Quelle place accordez-vous à l’artisanat dans vos projets?
L’artisanat a une place fondamentale dans mes projets puisqu’il me permet de laisser libre cours à mon imagination. Je suis une amoureuse inconditionnelle des pièces sur-mesure avec une vraie empreinte humaine et j’ai la chance d’être accompagnée d’artisans talentueux qui ont un savoir-faire qui n’a rien à envier au reste du monde. Au fil de nos années de collaboration, une vraie confiance s’est installée entre nous ce qui nous a permis mutuellement de sortir de notre zone de confort et de réaliser des pièces uniques.
Pensez-vous que l’artisanat puisse se rapprocher de la notion d’art?

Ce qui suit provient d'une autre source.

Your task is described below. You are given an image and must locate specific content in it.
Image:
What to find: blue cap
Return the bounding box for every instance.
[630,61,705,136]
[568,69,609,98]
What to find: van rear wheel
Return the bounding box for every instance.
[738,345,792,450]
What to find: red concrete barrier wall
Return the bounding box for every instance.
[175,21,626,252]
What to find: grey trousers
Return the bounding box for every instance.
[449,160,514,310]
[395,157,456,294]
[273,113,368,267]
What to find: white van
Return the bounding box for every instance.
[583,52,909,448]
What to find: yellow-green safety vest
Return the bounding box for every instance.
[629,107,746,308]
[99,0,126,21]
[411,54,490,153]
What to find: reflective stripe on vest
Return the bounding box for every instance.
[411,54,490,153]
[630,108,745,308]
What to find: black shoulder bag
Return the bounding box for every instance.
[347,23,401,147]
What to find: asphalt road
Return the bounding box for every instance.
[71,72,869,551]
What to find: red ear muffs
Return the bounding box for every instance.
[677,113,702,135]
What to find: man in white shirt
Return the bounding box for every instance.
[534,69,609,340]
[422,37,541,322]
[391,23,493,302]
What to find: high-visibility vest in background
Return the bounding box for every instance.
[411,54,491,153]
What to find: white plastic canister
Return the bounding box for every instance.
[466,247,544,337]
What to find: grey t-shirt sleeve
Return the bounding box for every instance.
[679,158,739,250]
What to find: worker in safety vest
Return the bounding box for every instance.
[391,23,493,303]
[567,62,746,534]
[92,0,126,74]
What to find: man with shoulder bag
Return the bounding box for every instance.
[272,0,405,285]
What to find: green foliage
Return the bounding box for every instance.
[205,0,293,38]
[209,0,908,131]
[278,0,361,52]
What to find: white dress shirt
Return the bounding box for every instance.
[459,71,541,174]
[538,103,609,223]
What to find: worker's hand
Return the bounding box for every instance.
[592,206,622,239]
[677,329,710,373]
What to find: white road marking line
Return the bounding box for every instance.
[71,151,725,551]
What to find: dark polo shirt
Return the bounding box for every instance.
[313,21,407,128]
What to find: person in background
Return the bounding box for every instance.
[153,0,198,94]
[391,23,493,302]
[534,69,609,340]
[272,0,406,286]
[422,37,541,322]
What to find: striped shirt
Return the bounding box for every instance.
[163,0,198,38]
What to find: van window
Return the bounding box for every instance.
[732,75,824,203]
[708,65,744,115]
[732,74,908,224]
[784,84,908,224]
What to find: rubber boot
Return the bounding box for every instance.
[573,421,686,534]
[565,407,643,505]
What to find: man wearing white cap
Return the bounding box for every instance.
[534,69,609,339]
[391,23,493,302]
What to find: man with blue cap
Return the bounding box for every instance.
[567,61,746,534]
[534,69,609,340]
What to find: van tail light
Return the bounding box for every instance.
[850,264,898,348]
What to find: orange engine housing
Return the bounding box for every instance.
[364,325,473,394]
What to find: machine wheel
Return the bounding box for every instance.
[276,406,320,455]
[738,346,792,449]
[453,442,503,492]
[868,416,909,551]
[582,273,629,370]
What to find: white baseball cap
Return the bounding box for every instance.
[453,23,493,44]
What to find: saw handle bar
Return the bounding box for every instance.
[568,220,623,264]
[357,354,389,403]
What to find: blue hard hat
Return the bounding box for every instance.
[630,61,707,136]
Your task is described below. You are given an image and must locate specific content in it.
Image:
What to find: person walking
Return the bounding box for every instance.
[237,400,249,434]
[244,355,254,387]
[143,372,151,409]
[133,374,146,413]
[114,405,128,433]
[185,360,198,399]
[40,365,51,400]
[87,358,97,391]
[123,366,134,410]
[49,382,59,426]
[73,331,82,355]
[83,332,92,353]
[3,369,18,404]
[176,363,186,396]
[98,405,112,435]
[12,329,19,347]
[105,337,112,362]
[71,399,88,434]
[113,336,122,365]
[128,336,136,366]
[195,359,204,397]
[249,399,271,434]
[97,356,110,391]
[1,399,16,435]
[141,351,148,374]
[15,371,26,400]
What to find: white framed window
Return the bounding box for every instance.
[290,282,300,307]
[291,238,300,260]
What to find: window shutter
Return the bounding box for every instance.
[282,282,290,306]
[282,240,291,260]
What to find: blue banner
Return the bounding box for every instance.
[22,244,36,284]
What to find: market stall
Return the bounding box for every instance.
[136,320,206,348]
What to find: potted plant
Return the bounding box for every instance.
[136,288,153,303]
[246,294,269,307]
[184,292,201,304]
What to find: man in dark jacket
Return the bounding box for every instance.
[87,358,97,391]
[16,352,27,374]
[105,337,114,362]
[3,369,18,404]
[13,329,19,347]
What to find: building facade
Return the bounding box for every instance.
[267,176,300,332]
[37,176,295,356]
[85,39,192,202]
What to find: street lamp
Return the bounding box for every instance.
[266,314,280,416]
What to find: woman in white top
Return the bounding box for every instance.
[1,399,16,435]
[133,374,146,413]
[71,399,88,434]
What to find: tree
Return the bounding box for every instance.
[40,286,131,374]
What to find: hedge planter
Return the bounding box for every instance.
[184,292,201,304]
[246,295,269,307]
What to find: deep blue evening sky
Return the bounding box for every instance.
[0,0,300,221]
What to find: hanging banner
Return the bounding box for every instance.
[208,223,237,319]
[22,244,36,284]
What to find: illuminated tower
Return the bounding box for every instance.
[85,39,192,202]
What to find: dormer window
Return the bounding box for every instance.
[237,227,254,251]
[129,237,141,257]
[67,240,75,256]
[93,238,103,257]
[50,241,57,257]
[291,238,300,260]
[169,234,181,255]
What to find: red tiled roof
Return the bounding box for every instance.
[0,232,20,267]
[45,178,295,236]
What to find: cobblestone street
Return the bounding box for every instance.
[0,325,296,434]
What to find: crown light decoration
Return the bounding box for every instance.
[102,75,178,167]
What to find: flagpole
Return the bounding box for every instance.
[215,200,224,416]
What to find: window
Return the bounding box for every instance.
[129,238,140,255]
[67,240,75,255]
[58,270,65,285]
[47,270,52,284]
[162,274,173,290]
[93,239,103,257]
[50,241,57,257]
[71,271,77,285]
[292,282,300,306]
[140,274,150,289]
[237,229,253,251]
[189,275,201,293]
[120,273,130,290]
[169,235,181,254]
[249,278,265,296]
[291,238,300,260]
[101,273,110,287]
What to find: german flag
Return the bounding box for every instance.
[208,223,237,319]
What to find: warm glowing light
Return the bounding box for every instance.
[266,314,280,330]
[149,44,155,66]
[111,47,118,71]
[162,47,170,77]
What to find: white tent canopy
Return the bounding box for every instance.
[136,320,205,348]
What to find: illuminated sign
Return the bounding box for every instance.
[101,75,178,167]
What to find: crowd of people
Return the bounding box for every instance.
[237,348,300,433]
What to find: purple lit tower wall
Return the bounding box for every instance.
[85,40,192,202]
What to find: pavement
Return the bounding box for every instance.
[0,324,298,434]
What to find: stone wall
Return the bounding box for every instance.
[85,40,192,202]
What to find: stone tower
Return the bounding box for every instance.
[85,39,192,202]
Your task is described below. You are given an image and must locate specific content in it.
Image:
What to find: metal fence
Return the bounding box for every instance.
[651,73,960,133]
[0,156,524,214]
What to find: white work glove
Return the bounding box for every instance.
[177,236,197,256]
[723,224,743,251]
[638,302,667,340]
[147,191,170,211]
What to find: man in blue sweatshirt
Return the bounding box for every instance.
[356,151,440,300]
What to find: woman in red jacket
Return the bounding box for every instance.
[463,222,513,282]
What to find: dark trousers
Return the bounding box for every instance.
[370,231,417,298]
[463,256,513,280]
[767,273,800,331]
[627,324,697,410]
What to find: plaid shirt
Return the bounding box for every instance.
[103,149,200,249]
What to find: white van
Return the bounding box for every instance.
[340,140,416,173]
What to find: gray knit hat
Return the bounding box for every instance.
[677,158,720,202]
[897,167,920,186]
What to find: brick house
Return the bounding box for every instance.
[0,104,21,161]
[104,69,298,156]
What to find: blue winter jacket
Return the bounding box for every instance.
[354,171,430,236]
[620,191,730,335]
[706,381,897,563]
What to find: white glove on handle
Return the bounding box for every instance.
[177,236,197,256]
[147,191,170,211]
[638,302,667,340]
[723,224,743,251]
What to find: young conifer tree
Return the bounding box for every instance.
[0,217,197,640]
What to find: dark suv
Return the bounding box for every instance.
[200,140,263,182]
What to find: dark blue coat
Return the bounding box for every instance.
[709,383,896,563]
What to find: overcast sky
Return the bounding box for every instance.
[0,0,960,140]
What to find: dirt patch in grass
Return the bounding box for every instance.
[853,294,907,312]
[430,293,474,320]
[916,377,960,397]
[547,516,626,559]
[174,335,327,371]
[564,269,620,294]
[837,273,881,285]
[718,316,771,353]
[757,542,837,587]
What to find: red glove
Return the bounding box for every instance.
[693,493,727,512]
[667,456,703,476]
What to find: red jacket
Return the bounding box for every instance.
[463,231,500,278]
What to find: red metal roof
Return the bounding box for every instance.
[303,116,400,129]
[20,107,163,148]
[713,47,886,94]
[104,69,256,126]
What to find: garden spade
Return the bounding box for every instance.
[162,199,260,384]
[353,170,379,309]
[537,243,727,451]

J’ai la forte conviction que les imperfections liées au travail manuel subliment l’objet et lui donnent cette unicité tant convoitée. Une empreinte de doigt de l’artisan-artiste aura à mon sens plus de valeur qu’une pièce produite en série à la machine. Afin de créer une maison singulière dans sa beauté, je tiens à choisir des pièces d’art dans toute leur originalité plutôt que des répliques vues et revues, du sur-mesure plutôt que du mass retail, des fibres naturelles plutôt que du synthétique, de la sérigraphie manuelle plutôt que du digital. En un mot, j’opte pour une vraie démarche artistique.

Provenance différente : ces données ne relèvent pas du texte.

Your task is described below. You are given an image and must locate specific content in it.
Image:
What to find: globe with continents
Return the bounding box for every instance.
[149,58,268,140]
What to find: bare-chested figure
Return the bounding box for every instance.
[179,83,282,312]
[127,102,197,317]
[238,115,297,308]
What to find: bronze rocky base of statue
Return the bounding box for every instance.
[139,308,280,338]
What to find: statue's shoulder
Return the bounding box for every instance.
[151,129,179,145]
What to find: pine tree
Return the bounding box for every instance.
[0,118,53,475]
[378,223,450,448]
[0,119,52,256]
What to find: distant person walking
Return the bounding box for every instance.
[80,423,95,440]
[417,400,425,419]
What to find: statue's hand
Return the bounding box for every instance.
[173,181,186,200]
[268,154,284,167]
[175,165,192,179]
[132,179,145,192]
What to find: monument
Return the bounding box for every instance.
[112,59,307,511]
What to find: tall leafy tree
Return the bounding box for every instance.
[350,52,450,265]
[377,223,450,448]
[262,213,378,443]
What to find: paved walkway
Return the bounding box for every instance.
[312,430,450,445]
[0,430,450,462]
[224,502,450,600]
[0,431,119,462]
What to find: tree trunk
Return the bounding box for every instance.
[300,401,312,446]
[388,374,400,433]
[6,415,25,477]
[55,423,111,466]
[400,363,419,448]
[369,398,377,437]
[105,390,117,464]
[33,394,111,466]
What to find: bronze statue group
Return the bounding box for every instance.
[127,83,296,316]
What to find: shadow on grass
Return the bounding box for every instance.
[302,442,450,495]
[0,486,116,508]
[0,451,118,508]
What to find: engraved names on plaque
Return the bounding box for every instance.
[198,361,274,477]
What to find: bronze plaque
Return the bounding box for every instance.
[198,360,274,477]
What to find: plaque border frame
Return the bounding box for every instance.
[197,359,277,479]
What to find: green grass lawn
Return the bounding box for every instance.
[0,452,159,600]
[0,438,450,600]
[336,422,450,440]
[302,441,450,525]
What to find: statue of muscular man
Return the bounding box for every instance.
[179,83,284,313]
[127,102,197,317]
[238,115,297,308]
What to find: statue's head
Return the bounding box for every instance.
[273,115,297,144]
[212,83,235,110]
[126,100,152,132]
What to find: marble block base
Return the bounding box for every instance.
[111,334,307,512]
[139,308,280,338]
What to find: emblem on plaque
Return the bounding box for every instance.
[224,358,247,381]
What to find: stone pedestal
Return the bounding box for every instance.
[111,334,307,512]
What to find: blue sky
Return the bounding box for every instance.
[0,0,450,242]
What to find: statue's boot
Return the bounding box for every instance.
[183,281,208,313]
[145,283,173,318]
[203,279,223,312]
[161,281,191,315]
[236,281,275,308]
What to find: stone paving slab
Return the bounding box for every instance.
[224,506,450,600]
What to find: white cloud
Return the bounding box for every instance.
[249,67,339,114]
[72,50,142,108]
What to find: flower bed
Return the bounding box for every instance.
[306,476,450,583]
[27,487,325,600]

«Une pièce réellement belle l’est bien avant d’être décorée. Les choix de volumétries, de matériaux et de lumière vont donner les fondements pour ensuite analyser la fonctionnalité de l’espace.»
Quels conseils donneriez-vous à nos lecteurs pour maximiser les qualités de leur intérieur?
Pour moi l’essence d’un espace est d’être le reflet de ses utilisateurs, et ce, qu’il s’agisse d’une habitation ou d’un espace professionnel.
C’est le meilleur moyen de s’approprier l’espace est de s’y être réellement confortable afin d’y vivre ou d’y exercer ses activités sereinement. Qu’importe le faste du design, si cette condition n’est pas remplie, le projet est un échec car l’objectif n’a pas été atteint. Je conseille aussi d’intégrer un maximum de lumière naturelle.
Cette ressource accessible à tous apporte non seulement le confort visuel en sublimant les ambiances et les couleurs de l’environnement mais impacte positivement la consommation énergétique.
Avez-vous un rêve créatif?
La création d’un atelier ou laboratoire accessible aux artistes pour expérimenter et créer avec de nouveaux matériaux.